Many business leaders throw their talent at a problem, and they quickly realize that a group of talented people is only a group of gifted people. Employees and players require to have a reason to exist and a strategy for working with each other if the company wants to become an effective team.
That’s why I’d like to examine three essential elements which make teams:
Vision (or a common focus)
Find the balance
Like the redeeming team required shooters and defenders, Any team needs the right mix of talent. Also, the best group requires:
People who see the bigger picture and can develop a strategy.
They are those who excel at the ability to check fine particulars.
People who are able to take charge and help move a project forward.
People who can hear opinions differ and create bridges through words.
People who are able to encourage active and open communications.
If you manage an organization and wish to ensure the success of your team, it is essential to first identify the strengths and weaknesses. (Assessments that analyze the strengths and weaknesses of your employees will assist.) It is necessary to select the most appropriate powers for the project you are working on and also a balanced combination of the skills required.
Join the vision
The U.S. Olympic basketball team only had one goal: winning gold.

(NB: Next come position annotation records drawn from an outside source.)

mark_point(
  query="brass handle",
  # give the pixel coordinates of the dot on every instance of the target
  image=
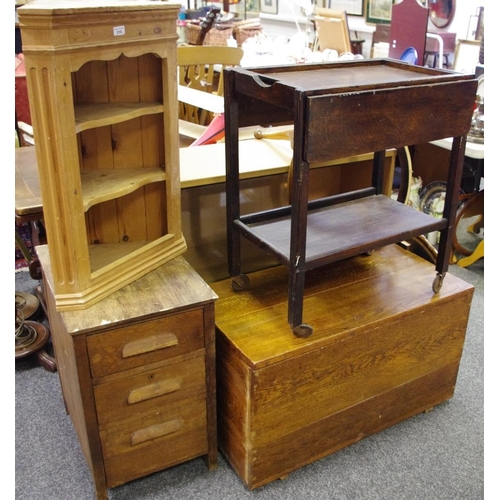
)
(149, 344)
(155, 431)
(154, 390)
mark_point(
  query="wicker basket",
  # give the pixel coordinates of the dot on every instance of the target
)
(217, 36)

Coach Krzyzewski hid the goal clear as well as other things, using the fist to show a sign of unity. The players of his team were well-aware of their lesson. I’m not sure if I’ve ever seen a news interview with the team’s star player that did not bring up the team’s mission.

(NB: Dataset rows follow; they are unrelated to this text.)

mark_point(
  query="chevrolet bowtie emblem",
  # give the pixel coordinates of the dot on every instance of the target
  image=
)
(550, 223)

As a leader in your team as a leader of your team, you must adhere to the same guidelines. Maintain your group’s “eye on the goal” by constantly explaining and discussing the company’s specific objectives. Make sure to include your company’s vision.
In addition, Let members have questions or raise doubts. Take every concern or thought with respect. If you do this, you’ll establish a good example. If you play down their problems or dismiss their opinions – or if you allow your team members to play along, members of the team will be reluctant to speak up in the future.
Encourage team sharing and discussion. Always keep the objective at the forefront.
Mix well to get a good chemical
There are differences of opinion on every team. Coach Krzyzewski understands this. I’ve read that he is able to adapt his coaching methods to create different plans for various players and teams.
What do you think? If your team members get into a fight – and compete with each other to spark heated debates – you may have to change your style of leadership.
Players of the most successful teams learn from one another. The best team leaders are able to guide players through the bumps that conflict causes and then use these conflicts to their advantage.
Even when a group performs admirably, it will still require guidance. Conflicts can arise, or the waters can become too calm and slow the progress.
As a coach, you have to keep track of team balance on a regular basis as new members join or leave and the goal evolves. However, if you establish the team with a solid base, assembling and consolidating dream teams is a feasible target.
Mary Gorski has more than 15 years of corporate human resource consulting [http://www.mgassessments.com/hr-consulting.aspx] and assessment experience. The woman has been in contact with various levels of leadership and knows the demands for a well-run, efficient company. In addition, she is aware of the human element and what drives employees to achieve maximum performance and efficiency.